The Gucci saga begins the way many histories of small businesses started before the days of the instant ipo: patriarch builds great business, firstborn scion with big dreams expands, third-generation heirs squabble and run business into ruin. But in la famiglia Gucci, this run-of-the-mill scenario took a turn for the seriously perverse when a son had his father arrested and eventually jailed for tax evasion and an ex-wife had her husband killed.

It is with the murder of Maurizio Gucci, the last family member to run the business, that Forden opens her book, subtitled A Sensational Story of Murder, Madness, Glamour, and Greed. When Forden started writing in 1997, the tale seemed perfectly geared to Judith Krantz fans love, jealousy, murder and vulgar displays of wealth. But then LVMH chairman Bernard Arnault last year began buying Gucci stock in what seemed a hostile takeover, and Forden had a business book on her hands. Suddenly the saga of Gucci was a hot topic on the trading floors of London, Milan and New York, as well as the Gucci shops of Sloane Street and Via Monte Napoleone. "The takeover event proved to be the perfect finale because it completed Gucci's evolution from Florentine mom- and-pop shop to a global luxury goods empire," says Forden. "It also proved that the business story is just as full of passion and drama as the family saga."
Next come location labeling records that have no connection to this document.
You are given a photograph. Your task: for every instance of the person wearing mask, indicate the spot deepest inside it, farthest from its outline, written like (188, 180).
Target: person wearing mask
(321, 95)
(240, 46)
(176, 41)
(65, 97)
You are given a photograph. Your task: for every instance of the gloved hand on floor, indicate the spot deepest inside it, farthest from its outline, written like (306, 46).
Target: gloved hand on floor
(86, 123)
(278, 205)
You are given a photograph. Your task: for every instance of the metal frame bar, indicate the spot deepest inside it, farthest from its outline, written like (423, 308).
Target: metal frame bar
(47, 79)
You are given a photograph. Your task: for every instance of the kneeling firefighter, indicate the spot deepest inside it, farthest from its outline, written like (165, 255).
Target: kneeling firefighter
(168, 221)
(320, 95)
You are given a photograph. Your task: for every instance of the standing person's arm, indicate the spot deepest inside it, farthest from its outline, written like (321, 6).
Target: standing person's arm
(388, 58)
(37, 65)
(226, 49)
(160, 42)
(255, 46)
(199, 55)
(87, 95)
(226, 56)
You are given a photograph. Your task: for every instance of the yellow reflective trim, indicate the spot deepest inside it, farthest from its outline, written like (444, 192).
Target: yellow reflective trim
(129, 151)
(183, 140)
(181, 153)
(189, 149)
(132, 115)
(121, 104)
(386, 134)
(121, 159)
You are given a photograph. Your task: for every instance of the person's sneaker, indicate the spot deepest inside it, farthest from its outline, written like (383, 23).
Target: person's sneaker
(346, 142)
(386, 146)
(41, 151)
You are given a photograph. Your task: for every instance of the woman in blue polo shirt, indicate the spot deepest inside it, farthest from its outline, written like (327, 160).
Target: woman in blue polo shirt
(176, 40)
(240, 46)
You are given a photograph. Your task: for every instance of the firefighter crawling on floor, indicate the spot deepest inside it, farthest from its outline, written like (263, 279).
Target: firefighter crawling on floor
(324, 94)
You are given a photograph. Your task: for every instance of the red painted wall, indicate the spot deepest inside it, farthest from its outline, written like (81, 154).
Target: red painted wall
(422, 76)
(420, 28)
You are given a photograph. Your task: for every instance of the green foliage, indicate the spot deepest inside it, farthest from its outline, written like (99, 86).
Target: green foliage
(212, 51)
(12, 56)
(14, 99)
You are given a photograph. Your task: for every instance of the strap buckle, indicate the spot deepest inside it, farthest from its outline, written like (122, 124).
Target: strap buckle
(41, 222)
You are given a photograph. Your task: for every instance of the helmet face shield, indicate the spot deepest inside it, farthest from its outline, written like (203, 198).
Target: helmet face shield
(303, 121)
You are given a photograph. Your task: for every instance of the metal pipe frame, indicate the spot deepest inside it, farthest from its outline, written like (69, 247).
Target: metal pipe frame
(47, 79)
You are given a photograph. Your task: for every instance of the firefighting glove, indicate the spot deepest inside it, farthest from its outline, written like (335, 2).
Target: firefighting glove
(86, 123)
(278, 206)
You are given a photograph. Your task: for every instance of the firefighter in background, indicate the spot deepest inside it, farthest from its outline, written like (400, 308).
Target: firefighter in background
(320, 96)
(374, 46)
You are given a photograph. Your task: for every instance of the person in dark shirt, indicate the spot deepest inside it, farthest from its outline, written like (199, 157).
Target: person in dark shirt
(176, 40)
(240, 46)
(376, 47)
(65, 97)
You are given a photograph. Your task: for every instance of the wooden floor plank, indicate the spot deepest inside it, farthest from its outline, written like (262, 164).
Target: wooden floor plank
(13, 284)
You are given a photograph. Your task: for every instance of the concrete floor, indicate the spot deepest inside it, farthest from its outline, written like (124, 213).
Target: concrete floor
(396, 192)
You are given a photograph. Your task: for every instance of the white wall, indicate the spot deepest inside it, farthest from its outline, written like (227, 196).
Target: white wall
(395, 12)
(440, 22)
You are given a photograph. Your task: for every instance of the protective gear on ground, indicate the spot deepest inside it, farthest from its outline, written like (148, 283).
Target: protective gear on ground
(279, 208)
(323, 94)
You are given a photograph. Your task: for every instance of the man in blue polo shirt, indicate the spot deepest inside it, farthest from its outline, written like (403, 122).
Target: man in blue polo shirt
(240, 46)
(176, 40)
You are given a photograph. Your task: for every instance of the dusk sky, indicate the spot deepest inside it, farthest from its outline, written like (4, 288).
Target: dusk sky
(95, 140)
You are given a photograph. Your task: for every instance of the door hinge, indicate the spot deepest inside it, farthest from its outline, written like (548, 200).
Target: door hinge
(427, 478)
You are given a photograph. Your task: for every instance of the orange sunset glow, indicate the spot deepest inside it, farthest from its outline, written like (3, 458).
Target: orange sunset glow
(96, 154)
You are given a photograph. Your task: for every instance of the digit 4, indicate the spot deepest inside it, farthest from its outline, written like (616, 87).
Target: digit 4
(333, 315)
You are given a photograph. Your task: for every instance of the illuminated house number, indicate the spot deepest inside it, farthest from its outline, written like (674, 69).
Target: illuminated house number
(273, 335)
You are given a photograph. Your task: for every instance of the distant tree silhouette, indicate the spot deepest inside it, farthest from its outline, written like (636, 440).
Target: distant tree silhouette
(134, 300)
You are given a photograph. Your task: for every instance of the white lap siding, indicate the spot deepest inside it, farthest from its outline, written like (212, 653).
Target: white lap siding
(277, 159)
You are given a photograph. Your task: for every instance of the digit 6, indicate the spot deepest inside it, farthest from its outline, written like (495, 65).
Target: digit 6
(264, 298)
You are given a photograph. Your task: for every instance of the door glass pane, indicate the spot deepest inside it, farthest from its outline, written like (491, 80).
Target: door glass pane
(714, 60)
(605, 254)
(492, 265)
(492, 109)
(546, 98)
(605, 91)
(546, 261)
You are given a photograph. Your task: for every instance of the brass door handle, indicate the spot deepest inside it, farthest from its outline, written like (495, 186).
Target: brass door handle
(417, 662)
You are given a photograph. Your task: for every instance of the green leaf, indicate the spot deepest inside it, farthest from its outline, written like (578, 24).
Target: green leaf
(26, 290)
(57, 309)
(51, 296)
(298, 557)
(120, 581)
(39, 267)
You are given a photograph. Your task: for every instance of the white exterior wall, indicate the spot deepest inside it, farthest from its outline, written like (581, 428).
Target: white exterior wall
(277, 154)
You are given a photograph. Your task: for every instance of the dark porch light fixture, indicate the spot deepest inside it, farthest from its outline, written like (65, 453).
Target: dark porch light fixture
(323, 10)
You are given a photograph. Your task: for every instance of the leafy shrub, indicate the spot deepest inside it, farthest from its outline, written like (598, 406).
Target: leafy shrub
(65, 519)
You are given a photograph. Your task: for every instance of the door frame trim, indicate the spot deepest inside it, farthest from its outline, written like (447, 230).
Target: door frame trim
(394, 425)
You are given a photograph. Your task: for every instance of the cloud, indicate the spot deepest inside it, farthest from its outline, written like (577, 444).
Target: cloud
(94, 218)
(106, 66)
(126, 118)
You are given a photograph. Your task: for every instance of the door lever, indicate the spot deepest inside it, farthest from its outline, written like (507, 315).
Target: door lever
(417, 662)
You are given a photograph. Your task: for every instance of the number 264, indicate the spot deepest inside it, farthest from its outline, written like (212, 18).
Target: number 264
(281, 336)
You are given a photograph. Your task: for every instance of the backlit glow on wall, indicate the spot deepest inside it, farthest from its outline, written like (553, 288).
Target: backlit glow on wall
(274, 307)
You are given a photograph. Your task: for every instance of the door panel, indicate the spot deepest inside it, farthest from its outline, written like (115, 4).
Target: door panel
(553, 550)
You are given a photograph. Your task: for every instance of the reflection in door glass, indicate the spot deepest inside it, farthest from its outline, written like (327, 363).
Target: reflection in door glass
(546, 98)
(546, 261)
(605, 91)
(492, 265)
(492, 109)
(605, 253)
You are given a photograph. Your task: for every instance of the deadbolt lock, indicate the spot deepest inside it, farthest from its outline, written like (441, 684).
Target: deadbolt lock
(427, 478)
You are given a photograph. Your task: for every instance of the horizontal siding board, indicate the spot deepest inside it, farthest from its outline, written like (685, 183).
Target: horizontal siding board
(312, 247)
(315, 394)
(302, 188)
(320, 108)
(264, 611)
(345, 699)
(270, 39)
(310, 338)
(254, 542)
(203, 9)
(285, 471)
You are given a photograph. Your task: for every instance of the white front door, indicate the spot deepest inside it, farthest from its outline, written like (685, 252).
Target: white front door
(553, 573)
The opening chapter of House of Gucci would make the Krantz set salivate. It is a gripping description of the day of the murder (click here to read the chapter), as seen through the eyes of the doorman of Maurizio's building in Milan.

But Forden quickly takes us back to 1921, the year Guccio Gucci set up his leather shop in Florence. Guccio, son of a failed hatmaker, had briefly worked at the Savoy Hotel in London and there developed a taste for luxury luggage. His eldest son Aldo started working in the store when he was 20, and it was he who transformed Gucci into a world-famous brand.

Aldo opened Gucci stores around the world and was presiding over the company when the Gucci name entered the vernacular. So powerful was the company's image by the mid-1980s that Wall Street Journal reporters Jeffrey Birnbaum and Alan Murray titled their book about tax reform Showdown at Gucci Gulch, referring to a preponderance of the firm's costly loafers in the halls of power in Washington, D.C.

By that time there was another generation eager for a shot at running Gucci. The most logical choice seemed to be Aldo's hard-working and obedient nephew Maurizio. Aldo's son Paolo had his own ideas for the company a less expensive line called Gucci Plus but that was nixed by the family members. Frustrated with the lack of faith in his ideas, Paolo wanted to start his own business a mass-market line called PG Collection that would sell in supermarkets. The family would have none of it, firing him and telling manufacturers that they would blacklist anyone who worked with him. Paolo fought back, wresting control of the company away from Aldo by selling his shares to Maurizio.

Patrizia, Maurizio's wife, had credited herself with being the driving force behind Maurizio. Once he took control of the company, Maurizio began to rely on others for advice. Relations between the couple worsened until he divorced her.

Bad move. By the time she arranged his murder in 1995, Maurizio had lost control of Gucci. He proved to be a hopeless manager and, faced with crushing debts, sold out to Investcorp in 1993. But for all his failings, it was Maurizio who assembled the creative team responsible for Gucci's revival, hiring Dawn Mello, a former president of U.S. retailer Bergdorf Goodman, to be creative director. She in turn hired the designer who made Gucci hot again, Tom Ford.

The name Gucci continues to draw controversy. A great-grandson of Guccio Gucci recently told an Italian newspaper that he's upset over an upcoming Martin Scorsese film about the clan because it is based on a 1987 book by Gerald McKnight and not on interviews with the family. And last month, a court in Amsterdam ruled that the alliance between Gucci and Pinault-Printemps-Redoute, whose friendly offer for the firm saved it from the LVMH takeover bid, be re-examined by a lower court. "In the end it's all about strong personalities and high stakes," says Forden. And Gucci still attracts them.